While sentiment analysis may seem a little silly given our focus on disaster, for some types of events, content that is especially negative or positive is interesting.

For example, who might be posting extremely positive tweets in the wake of a terrorist attack?

To this end, let us use VADER to find the top 5 most positive and negative tweets in our dataset.

In [12]:
top_k = 10
In [13]:
# Calculate sentiment for each relevant tweet
sentiment_pairs = [(tweet, vader.polarity_scores(tweet["text"])["compound"]) 
                   for tweet in relevant_tweets]

sorted_tweets = sorted(sentiment_pairs, key=lambda x: x[1])
In [14]:
# Most negative tweets
for tweet, sentiment in sorted_tweets[:top_k]:
    print("Author:", tweet["user"]["screen_name"], "Sentiment:", sentiment)
    print("Text:\n%s" % tweet["text"], "\n")
Author: ashiqhussainta2 Sentiment: -0.9744
Text:
RT @RanaHarbi: Lebanon's #Hezbollah condemns the terrorist attacks in #Brussels #Belgium
Describes the terrorists as evil, criminal &amp; blood… 

Author: Adel42Timmy Sentiment: -0.974
Text:
RT @pzf: TERROR ATTACK:
- 28 dead
- 55 injured
- 1 bomb at metro station
- 2 suicide bombers at Brussels Airport
https://t.co/qbW9ZaJfkE 

Author: chloexxoo50 Sentiment: -0.974
Text:
RT @pzf: TERROR ATTACK:
- 28 dead
- 55 injured
- 1 bomb at metro station
- 2 suicide bombers at Brussels Airport
https://t.co/qbW9ZaJfkE 

Author: katecarm Sentiment: -0.9719
Text:
RT @mashable: Latest on #Brussels:
-15 dead, 55 injured in metro attack
-13 dead in airport suicide attack
https://t.co/DoWCTwx9vi https://… 

Author: mari_osses Sentiment: -0.9719
Text:
RT @mashable: Latest on #Brussels:
-15 dead, 55 injured in metro attack
-13 dead in airport suicide attack
https://t.co/DoWCTwx9vi https://… 

Author: akundra1609 Sentiment: -0.9657
Text:
#Brussels
Memorise this line to live in "Secular"India
Terrorism has no Religion
Terrorism has no Religion.
Terrorism has no Religion. 

Author: wesleydenton Sentiment: -0.9601
Text:
RT @DailySignal: A tragic day in Belgium, terror attacks have killed at least 13, days following arrest of Paris attack fugative https://t.… 

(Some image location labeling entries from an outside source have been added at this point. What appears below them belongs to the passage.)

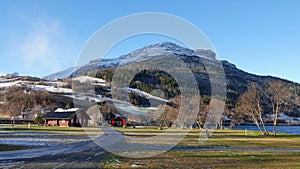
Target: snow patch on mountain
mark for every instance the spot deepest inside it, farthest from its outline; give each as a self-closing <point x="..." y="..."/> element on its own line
<point x="61" y="74"/>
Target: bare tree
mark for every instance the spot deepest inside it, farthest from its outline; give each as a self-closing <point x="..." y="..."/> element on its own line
<point x="250" y="104"/>
<point x="279" y="95"/>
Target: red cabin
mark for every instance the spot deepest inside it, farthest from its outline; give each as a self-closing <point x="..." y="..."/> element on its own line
<point x="66" y="118"/>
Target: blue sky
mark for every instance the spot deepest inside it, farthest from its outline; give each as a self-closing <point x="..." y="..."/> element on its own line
<point x="41" y="37"/>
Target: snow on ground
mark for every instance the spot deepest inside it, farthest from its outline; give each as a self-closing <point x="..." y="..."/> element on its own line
<point x="10" y="84"/>
<point x="57" y="84"/>
<point x="38" y="138"/>
<point x="66" y="110"/>
<point x="85" y="79"/>
<point x="50" y="89"/>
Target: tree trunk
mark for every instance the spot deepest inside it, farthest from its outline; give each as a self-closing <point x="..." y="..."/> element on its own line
<point x="275" y="124"/>
<point x="258" y="126"/>
<point x="264" y="127"/>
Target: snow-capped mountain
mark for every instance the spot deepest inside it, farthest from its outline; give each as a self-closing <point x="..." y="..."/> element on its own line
<point x="61" y="74"/>
<point x="144" y="54"/>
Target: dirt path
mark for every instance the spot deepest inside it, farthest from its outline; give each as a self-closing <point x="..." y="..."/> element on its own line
<point x="89" y="154"/>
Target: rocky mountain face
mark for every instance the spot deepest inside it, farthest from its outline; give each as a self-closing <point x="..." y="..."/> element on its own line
<point x="202" y="62"/>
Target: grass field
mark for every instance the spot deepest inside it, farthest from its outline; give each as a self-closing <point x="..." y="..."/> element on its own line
<point x="192" y="158"/>
<point x="215" y="159"/>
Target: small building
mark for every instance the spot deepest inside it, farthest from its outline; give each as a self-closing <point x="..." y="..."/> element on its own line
<point x="119" y="122"/>
<point x="73" y="117"/>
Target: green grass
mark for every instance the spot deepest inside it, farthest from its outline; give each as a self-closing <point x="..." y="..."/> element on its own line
<point x="223" y="138"/>
<point x="214" y="159"/>
<point x="208" y="159"/>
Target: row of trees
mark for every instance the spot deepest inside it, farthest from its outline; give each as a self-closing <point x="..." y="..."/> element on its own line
<point x="257" y="101"/>
<point x="17" y="100"/>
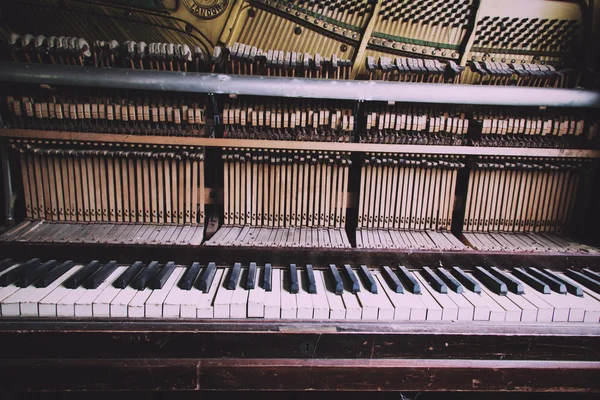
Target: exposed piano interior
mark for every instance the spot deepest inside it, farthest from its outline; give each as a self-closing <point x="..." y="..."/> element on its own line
<point x="300" y="195"/>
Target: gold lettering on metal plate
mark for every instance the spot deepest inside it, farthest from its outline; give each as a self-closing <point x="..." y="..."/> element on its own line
<point x="206" y="9"/>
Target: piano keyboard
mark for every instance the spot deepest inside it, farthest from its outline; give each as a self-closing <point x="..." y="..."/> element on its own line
<point x="338" y="292"/>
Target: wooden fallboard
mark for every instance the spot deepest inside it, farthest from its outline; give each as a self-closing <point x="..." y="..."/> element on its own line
<point x="274" y="355"/>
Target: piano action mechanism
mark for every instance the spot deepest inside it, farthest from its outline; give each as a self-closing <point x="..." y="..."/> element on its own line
<point x="282" y="195"/>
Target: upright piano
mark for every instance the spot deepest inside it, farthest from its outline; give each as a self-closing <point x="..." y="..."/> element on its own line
<point x="373" y="195"/>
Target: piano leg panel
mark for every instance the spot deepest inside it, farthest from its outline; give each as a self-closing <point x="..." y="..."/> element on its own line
<point x="287" y="374"/>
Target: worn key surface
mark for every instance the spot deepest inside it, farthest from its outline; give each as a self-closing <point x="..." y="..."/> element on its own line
<point x="126" y="277"/>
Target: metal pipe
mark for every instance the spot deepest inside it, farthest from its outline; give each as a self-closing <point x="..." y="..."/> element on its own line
<point x="9" y="198"/>
<point x="296" y="87"/>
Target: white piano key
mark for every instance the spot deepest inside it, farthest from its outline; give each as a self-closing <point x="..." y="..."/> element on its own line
<point x="353" y="308"/>
<point x="481" y="308"/>
<point x="273" y="298"/>
<point x="136" y="307"/>
<point x="375" y="306"/>
<point x="204" y="306"/>
<point x="321" y="307"/>
<point x="589" y="303"/>
<point x="10" y="289"/>
<point x="119" y="306"/>
<point x="84" y="305"/>
<point x="336" y="304"/>
<point x="407" y="306"/>
<point x="465" y="309"/>
<point x="239" y="299"/>
<point x="256" y="298"/>
<point x="172" y="304"/>
<point x="101" y="307"/>
<point x="497" y="313"/>
<point x="449" y="310"/>
<point x="544" y="310"/>
<point x="560" y="308"/>
<point x="30" y="305"/>
<point x="153" y="308"/>
<point x="512" y="312"/>
<point x="304" y="301"/>
<point x="223" y="298"/>
<point x="528" y="310"/>
<point x="288" y="300"/>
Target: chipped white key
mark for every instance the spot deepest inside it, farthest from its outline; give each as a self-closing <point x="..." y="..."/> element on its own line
<point x="223" y="299"/>
<point x="273" y="298"/>
<point x="204" y="307"/>
<point x="560" y="309"/>
<point x="528" y="310"/>
<point x="288" y="299"/>
<point x="153" y="308"/>
<point x="30" y="305"/>
<point x="438" y="305"/>
<point x="497" y="313"/>
<point x="375" y="306"/>
<point x="320" y="302"/>
<point x="304" y="300"/>
<point x="256" y="298"/>
<point x="119" y="306"/>
<point x="239" y="299"/>
<point x="513" y="313"/>
<point x="83" y="305"/>
<point x="590" y="302"/>
<point x="336" y="304"/>
<point x="136" y="307"/>
<point x="407" y="306"/>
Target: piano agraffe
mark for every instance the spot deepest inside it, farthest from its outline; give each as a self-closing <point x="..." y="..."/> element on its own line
<point x="292" y="195"/>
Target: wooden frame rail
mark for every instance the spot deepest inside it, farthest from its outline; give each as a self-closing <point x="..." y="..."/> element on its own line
<point x="295" y="87"/>
<point x="296" y="145"/>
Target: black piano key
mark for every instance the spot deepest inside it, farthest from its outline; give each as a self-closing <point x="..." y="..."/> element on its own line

Author: DrFerdowsi Sentiment: -0.959
Text:
RT @debraruh: Sad news. Hate seeing violence it hurts all of us. The violence in #Paris #Turkey &amp; now #Brussels. #PrayForBrussels https://t… 

Author: PickeringTj Sentiment: -0.9559
Text:
RT @BBCBreaking: "Many dead and injured" in Brussels attacks, airport blast "probably caused by suicide bomb" - officials  https://t.co/Nhd… 

Author: BBCPankajP Sentiment: -0.9559
Text:
RT @BBCBreaking: "Many dead and injured" in Brussels attacks, airport blast "probably caused by suicide bomb" - officials  https://t.co/Nhd… 

In [15]:
# Most positive tweets
for tweet, sentiment in sorted_tweets[-top_k:]:
    print("Author:", tweet["user"]["screen_name"], "Sentiment:", sentiment)
    print("Text:\n%s" % tweet["text"], "\n")
Author: Voodoo_Child_ Sentiment: 0.8931
Text:
RT @mastersreality: Musicians/artists always treated with kindness &amp; respect in Belgium. We will never stop coming to celebrate music w you… 

Author: VangelisVNZ Sentiment: 0.8934
Text:
RT @MouvEuropeen_Fr: Our strongest support to @EMInternational &amp; @EMBelgium , #Europe will stay strong &amp; united at your side https://t.co/O… 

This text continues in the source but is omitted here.